States seek to discharge their responsibility, and mitigate their exposure to liability through licensing, permits and insurance requirements

The space-specific treaties place a heavy burden of responsibility, and exposure to liability, on States in respect of national space activities, even where a non-governmental entity is otherwise unconnected with the government (and perhaps operates in open defiance of the government).

Generally, States seek to discharge their responsibility, and mitigate their exposure to liability, by actively authorising (or denying) licences and permits for space activities and by requiring that non-governmental entities have insurance for their activities that covers the government.

That is the case, for example, in respect of Australia, the United Kingdom, the United States, France, and more recently, New Zealand. India and China have operated on the basis of policy decisions, reflecting the lack of commercial space activities in those countries. In both cases, that is changing and China has recently adopted legislation and India is on the cusp of doing so.

Technically, a State is only responsible for conduct that amounts to a ‘national activity in outer space’. The scope of this term is unclear.

Space activity legislation in most States extends to activities of nationals abroad, so the term is generally thought to encompass any activity within the territory of a State, as well as any activity by a national of the State. The term is not limited to activity actually physically in space.

For example, a rocket is generally considered to be a space activity at least from the moment of intentional ignition, even if the attempted launch goes awry.
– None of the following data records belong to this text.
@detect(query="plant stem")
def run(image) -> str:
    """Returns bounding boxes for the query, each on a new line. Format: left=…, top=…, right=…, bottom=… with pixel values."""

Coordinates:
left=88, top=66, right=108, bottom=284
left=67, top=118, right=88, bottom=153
More difficult examples include space object laser-tracking, the space effects of which are minimal, and yet it is undoubtedly a space-related activity.

The scope of the term ‘national activity in outer space’ gives rise to the possibility of overlapping licensing regimes, such that an aspiring space entrepreneur from Australia, seeking to have a satellite launched in the United Kingdom, for example, would have to get a licence in two jurisdictions.

Some legislation, such as in Australia and New Zealand, foreshadows reciprocal recognition arrangements, but in practice, such arrangements are rare throughout the world (compare this to the aviation industry in which the Chicago Convention 1944 facilitates global recognition of aircraft airworthiness certificates).